В такие заявления нельзя верить во всех случаях, кроме данного. Дипломатия у Детей Грома никогда не была сильным местом – врать они не умеют, как пятилетки. Собираются навалять – так и говорят, наваляем, мол. А любое вранье у них выглядит шитым белыми нитками – я не ел варенье, оно само куда-то делось. Поэтому умные соседи не нашли ничего лучшего, как восхититься, пока Дети Грома не передумали.

А на Земле Грома вовсю строили светлое будущее – придумали себе новое экстремальное развлекалово.

Я, конечно, не большой знаток их истории.

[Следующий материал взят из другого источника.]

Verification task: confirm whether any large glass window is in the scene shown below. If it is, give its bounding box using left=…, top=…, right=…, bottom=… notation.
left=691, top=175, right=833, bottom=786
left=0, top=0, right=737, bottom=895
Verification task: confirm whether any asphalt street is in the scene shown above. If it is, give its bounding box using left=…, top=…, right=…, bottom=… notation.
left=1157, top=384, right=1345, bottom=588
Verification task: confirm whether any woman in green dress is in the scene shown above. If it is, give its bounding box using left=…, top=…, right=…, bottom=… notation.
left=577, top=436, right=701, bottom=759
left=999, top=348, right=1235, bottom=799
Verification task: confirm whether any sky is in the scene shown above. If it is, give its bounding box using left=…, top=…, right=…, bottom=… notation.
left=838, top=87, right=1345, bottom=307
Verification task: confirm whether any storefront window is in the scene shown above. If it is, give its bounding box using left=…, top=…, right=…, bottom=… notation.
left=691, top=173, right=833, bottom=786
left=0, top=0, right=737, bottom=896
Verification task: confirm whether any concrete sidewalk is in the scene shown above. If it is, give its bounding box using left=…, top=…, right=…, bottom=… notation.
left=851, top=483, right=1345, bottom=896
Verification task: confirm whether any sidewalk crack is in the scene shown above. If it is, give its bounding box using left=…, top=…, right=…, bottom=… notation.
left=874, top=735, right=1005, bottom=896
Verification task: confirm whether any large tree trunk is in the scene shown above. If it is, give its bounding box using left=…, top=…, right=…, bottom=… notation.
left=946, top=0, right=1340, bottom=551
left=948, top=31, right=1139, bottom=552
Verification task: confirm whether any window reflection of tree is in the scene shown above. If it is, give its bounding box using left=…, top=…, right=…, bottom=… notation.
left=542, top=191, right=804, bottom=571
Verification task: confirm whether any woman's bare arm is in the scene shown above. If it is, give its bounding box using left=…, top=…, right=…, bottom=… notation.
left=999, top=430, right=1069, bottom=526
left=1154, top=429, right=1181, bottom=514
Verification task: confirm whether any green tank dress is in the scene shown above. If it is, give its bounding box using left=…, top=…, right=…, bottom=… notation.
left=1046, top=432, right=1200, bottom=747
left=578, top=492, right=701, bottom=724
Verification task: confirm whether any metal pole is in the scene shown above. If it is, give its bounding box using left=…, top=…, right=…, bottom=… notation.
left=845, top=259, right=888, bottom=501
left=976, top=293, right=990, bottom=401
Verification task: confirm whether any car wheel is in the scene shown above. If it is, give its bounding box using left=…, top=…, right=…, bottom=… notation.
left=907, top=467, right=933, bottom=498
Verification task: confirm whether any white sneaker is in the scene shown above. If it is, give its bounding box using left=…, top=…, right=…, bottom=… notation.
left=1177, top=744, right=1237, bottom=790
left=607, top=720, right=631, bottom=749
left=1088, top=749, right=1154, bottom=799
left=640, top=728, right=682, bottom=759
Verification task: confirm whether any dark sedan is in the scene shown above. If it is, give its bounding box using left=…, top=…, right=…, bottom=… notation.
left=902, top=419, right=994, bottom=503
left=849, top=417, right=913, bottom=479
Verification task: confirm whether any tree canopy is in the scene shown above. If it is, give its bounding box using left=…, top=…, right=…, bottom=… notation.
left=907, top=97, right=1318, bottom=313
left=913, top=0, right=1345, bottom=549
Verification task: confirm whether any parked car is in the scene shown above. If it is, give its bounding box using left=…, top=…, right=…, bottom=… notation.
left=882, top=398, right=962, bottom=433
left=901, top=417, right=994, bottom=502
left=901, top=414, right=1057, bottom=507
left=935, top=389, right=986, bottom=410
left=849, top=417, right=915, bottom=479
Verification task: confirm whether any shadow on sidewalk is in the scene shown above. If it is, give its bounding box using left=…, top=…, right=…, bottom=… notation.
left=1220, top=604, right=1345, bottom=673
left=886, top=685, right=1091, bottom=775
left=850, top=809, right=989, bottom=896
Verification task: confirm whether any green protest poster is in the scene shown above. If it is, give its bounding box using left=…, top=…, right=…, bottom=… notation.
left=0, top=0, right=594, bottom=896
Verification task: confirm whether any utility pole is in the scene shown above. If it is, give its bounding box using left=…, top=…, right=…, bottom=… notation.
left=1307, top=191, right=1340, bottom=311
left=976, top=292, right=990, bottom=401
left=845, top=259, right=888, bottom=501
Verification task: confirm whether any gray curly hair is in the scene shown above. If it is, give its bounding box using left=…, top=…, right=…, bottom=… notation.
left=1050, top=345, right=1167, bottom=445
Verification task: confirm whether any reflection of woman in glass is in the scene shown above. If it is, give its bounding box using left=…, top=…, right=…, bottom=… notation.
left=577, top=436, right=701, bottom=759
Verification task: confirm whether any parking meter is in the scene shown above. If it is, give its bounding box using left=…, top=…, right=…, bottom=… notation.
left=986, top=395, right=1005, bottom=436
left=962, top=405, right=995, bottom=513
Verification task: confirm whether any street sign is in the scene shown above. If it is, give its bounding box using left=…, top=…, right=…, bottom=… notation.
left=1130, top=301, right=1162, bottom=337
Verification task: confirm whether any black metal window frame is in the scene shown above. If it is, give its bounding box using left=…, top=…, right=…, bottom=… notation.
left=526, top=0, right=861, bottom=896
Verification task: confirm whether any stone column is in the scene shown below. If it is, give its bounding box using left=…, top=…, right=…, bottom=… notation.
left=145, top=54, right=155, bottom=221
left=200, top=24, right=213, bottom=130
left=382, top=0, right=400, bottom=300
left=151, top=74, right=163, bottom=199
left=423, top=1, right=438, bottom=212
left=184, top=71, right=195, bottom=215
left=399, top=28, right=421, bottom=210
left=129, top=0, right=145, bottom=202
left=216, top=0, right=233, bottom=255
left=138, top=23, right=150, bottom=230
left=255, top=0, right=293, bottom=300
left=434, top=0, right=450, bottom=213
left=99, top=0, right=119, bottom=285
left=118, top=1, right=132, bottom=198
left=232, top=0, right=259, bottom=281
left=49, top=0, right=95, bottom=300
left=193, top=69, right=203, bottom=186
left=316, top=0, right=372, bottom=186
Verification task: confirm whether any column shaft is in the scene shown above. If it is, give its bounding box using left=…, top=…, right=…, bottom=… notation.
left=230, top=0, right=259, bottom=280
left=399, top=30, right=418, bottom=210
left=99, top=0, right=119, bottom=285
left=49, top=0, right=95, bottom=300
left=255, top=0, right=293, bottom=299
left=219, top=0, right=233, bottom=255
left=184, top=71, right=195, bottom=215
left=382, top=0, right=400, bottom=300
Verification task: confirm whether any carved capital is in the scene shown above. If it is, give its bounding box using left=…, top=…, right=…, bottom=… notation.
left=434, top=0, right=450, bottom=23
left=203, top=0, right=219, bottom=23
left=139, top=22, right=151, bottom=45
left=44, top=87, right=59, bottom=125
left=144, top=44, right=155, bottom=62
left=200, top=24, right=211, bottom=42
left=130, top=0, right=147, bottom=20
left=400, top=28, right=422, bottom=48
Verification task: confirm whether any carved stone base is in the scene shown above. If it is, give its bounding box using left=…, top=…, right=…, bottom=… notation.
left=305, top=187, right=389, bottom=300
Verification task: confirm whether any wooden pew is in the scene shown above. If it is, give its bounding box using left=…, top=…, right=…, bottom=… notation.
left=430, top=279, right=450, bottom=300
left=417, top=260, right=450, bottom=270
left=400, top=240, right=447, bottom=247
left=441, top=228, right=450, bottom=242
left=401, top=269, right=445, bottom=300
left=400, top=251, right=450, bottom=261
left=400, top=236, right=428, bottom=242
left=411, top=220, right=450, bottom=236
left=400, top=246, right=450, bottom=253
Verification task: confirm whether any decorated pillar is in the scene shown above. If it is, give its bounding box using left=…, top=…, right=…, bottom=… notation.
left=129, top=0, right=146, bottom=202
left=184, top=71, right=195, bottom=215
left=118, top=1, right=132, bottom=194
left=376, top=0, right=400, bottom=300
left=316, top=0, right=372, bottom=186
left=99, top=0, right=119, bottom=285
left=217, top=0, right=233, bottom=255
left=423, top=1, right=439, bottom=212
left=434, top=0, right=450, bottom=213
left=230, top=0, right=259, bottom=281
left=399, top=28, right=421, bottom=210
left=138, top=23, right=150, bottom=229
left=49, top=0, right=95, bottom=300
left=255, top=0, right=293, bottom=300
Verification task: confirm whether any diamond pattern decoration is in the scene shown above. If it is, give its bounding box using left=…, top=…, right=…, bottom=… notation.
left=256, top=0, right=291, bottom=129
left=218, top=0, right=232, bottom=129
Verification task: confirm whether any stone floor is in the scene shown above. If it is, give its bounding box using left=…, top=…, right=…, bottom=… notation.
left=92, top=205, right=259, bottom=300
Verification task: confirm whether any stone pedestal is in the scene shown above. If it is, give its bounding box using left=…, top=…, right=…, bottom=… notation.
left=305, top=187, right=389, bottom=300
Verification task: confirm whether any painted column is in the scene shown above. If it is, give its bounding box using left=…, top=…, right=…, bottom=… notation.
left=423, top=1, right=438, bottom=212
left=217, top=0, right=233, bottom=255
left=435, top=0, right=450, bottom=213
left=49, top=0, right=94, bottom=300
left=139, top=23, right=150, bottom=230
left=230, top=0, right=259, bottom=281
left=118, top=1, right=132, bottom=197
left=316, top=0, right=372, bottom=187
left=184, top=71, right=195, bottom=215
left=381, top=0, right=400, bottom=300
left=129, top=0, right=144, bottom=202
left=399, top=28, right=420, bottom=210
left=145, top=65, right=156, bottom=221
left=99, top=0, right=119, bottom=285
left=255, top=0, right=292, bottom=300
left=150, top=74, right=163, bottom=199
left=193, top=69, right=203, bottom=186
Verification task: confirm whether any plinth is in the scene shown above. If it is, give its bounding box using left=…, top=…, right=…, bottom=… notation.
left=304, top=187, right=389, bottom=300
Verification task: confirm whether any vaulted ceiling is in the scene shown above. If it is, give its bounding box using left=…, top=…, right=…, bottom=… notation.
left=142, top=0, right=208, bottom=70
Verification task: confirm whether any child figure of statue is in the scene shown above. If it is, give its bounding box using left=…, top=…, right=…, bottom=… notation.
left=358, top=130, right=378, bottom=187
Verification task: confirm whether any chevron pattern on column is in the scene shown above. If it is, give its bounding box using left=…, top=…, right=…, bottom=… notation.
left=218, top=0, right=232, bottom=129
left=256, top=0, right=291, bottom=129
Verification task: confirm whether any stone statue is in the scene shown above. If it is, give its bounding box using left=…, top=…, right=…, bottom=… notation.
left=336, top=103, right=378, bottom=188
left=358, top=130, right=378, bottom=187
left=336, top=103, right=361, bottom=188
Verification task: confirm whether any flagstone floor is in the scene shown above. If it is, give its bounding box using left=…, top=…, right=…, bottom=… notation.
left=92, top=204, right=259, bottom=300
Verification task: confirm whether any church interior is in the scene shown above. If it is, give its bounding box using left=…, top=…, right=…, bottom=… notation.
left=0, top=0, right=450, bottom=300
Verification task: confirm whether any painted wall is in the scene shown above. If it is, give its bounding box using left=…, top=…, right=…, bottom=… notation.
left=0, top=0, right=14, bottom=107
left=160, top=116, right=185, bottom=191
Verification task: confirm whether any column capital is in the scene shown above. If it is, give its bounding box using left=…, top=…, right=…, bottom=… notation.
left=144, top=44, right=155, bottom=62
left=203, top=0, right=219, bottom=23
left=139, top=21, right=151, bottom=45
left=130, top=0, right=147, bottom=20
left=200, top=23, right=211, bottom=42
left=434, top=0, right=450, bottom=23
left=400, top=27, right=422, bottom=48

Но вроде бы, перед тем они всем миром боролись с рабством. А после того – с расизмом. И эта их борьба граничила с сексуальной революцией, снеся все прежние моральные устои ко всем чертям. Во всяком случае, теперь Земля Грома стопроцентно однородна в расовом отношении. А еще и сотни лет не прошло. Быстренько они это провернули, в своем вкусе…

А Марсэлл появился на Мейне во время всеобщей борьбы с неравенством. На Земле Грома шла дележка поровну местных материальных ценностей, от энтузиазма все старые устои опять трещали по всем швам – а покойный папуля Марсэлла имел неосторожность быть миллионером. Вот стыдоба-то!

Марсэлла хотели заставить принять капитал в наследство – кошмар, как подумаешь! А другие ютятся в заброшенных канализационных системах. А еще есть бедные сиротки и неизлечимо больные. Представляете? Такое честная Марсэллова душа пережить не могла. Он был Сын Грома в высшей степени – он отписал папино состояние в благотворительный фонд и сбежал на Мейну от двух своих дядюшек, которые были Дети Грома в чуть меньшей степени и хотели его удушить.

Эта история была в ярких красках рассказана Ирму. Ирм был очарован. Марсэлл моментально приобрел прочную известность, как достопримечательность Ирмовой стаи.

Когда мы с Тама-Нго впервые его увидели, мы тоже были очарованы. Редкое зрелище.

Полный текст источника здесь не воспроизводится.